Stewart noted that this kind of thinking was learned from observing the strategies employed by players in the gold industry 20 years ago.
“Numerous listed companies on the JSE didn’t survive the gold downturn in the late 1990s and early 2000s. How they got through was [by] amalgamating, through consolidating and essentially cutting overhead costs. That’s why we only see a few companies today,” he pointed out.
Stewart noted that Sibanye saw a similar opportunity in the PGMs market and that, by pulling different assets together, the company had been able to realise about R2.5-billion a year in cost savings through the synergies that were created.
“Realising those synergies fundamentally changes those prospects and, as a result, that’s why we’ve seen the move down the cost curve. Those types of strategies are what made Sibanye’s PGMs business profitable,” he explained.
Stewart said he firmly believes that this kind of thinking is what will bring rejuvenation and relief to the PGMs industry during times of economic hardship.
“It’s something that we should be considering as an industry today, around how we can better work together in certain areas, to realise the kind of synergies that the gold industry had very successfully 20 years ago. I dare say it’s something that the PGMs industry is going to have to think quite hard about in the years to come,” he said.
Stewart said, however, that consolidation would need to be approached innovatively if it was going to work.
“One of the most interesting models we’ve ever seen is what was called a pool and share agreement. Fundamentally, what happened was that two companies got together, put together a whole bunch of assets but never sold them. “They still owned their own individual assets but operated them together, and therefore shared in those synergies.

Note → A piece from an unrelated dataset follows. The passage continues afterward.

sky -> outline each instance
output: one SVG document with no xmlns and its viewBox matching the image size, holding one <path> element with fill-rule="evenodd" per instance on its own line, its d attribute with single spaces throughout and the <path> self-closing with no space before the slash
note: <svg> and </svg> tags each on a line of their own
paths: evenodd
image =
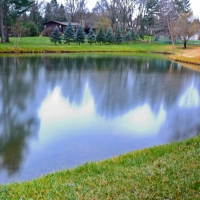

“I think that was a very smart way of being able to realise these synergies without one company having to take the classical merger and acquisition risk of who’s buying what at what point in the cycle, which is always a bit of a challenge,” Stewart said.
He encouraged other PGMs industry players to look for more of these kinds of opportunities to cross mine boundaries.
“Do we need to try and consolidate and drop overheads? Dropping variable costs in mining is always a tricky thing because that ultimately goes to producing. It’s the overhead costs and the fixed costs that you have to remove, and that comes through realising the synergies,” he said.
Stewart said there were numerous opportunities for synergies to be found with regard to surface infrastructure, specifically processing, even though processing capacity was a highly strategic issue in the PGMs industry and was guarded closely.
“Looking at capital, future mixes and overall production, I think there are some real opportunities. If we came together, there could be value that’s created for the industry that we could share as industry players.
“That’s the kind of different thinking that’s going to be required when you get in these tough times,” Stewart said, adding that it was necessary for all industry stakeholders to come together to find solutions to optimise value.
“We have enough processing capacity in South Africa to treat what we currently produce. We’re doing it right now. Does it make more sense to spend capital on new infrastructure? Or can you share that cost with somebody who’s already got it in a smart way that makes bigger sense,” he said.
Stewart noted that there were inefficiencies within these systems based on blends, transport distances, processing techniques and other factors that stood to be optimised through creating symbiotic relationships with other players.
“[The aim is] not ultimately to buy or to control but to add more value to our companies and ultimately to all of our stakeholders. That, at the end of the day, is our purpose for existing as a business. If there’s a way we can do that smarter, without contravening any competition or antitrust law, I’d say there’s almost a responsibility on us to have that engagement,” he said.